Childhood asthma morbidity has been associated with ambient ozone in case-crossover studies. Varying effects of ozone by child age and sex, however, have been less explored.
This study evaluates associations between ozone exposure and asthma emergency department visits and hospitalizations among boys and girls aged 5-17 years in New York City for the 2005-2011 warm season period. Time-stratified case-crossover analysis was conducted and, for comparison, time-series analysis controlling for season, day-of-week, same-day and delayed effects of temperature and relative humidity were also performed.

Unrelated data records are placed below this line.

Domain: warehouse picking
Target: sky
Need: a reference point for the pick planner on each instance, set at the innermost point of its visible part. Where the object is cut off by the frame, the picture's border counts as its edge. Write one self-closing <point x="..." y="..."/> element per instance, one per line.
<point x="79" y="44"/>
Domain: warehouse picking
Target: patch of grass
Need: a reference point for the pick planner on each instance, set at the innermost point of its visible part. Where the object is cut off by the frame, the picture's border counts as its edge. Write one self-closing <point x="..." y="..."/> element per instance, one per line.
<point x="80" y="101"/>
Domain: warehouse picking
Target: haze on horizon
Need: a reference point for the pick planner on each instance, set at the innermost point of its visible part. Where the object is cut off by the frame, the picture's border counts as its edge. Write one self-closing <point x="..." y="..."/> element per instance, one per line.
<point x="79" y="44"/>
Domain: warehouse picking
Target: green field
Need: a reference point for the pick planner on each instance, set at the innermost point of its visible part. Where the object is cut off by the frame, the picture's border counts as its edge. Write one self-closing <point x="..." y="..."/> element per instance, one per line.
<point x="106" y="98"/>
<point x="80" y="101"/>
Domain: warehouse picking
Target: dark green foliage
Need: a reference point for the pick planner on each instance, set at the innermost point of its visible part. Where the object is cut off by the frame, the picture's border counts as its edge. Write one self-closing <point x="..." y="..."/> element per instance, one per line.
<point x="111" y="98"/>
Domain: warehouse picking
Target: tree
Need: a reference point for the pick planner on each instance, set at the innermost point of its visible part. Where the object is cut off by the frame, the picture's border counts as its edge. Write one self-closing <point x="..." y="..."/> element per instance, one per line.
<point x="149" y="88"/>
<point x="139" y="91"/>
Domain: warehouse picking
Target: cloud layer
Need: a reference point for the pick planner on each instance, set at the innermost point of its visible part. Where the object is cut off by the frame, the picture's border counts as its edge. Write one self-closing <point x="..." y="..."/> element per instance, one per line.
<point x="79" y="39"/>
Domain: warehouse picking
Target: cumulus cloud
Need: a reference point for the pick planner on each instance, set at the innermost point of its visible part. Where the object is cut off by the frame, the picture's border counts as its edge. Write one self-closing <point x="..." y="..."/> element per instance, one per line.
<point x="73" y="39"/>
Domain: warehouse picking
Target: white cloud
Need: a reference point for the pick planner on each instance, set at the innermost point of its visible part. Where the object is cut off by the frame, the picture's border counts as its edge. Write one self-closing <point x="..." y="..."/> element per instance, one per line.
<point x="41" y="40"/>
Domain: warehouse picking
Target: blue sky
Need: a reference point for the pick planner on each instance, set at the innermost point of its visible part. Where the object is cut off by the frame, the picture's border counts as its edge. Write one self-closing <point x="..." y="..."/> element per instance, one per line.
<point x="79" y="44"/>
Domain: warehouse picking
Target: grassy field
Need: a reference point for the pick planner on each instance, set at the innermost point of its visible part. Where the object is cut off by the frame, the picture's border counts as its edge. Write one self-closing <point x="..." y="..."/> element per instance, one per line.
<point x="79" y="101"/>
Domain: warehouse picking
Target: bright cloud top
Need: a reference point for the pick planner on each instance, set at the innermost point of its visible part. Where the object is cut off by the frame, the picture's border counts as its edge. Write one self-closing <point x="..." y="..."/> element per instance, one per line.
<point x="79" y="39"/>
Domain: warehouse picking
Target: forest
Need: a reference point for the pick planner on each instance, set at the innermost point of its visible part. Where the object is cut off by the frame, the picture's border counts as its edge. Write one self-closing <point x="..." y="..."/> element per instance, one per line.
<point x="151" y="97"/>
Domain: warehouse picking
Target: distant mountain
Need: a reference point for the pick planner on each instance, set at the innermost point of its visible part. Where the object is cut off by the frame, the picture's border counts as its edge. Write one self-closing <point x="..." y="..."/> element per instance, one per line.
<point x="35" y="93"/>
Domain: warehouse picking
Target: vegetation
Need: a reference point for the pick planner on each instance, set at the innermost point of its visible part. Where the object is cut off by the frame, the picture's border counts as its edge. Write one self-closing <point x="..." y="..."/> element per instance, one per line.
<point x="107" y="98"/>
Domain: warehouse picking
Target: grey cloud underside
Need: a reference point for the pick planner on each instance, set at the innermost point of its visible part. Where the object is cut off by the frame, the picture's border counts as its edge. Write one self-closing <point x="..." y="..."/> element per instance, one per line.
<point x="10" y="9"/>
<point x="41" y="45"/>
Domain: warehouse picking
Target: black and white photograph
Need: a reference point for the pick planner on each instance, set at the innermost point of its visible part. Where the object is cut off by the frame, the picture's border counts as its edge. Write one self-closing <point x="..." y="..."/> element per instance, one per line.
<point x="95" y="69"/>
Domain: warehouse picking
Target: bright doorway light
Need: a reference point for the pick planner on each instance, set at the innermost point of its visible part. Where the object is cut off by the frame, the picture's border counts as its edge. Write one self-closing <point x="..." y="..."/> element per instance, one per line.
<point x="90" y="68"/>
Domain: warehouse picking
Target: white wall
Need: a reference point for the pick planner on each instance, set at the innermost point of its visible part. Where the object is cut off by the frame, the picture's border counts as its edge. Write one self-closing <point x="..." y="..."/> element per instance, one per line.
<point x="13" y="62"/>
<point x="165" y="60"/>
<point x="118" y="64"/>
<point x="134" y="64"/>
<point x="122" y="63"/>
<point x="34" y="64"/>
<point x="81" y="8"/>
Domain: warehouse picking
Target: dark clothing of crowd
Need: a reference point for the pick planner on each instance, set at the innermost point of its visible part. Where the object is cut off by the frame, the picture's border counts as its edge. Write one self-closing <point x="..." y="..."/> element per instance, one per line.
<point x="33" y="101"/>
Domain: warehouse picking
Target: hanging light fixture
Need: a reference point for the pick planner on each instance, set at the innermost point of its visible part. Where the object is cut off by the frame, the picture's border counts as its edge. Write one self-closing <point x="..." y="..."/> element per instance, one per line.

We found associations between ambient ozone levels and childhood asthma emergency department visits and hospitalizations in New York City, although the relationships varied among boys and girls and by age group. For an increase of interquartile range (0.013 ppm) in ozone, there was a 2.9-8.4% increased risk for boys and 5.4-6.5% for girls in asthma emergency department visits; and 8.2% increased risk for girls in hospitalizations. Among girls, we observed stronger associations among older children (10-13 and 14-17 year age groups). We did not observe significant modification by age for boys. Boys exhibited a more prompt response (lag day 1) to ozone than did girls (lag day 3), but significant associations for girls were retained longer, through lag day 6.
Our study indicates significant variance in associations between short-term ozone concentrations and asthma events by child sex and age. Differences in ozone response for boys and girls, before and after puberty, may point towards both social (gendered) and biological (sex-linked) sources of effect modification.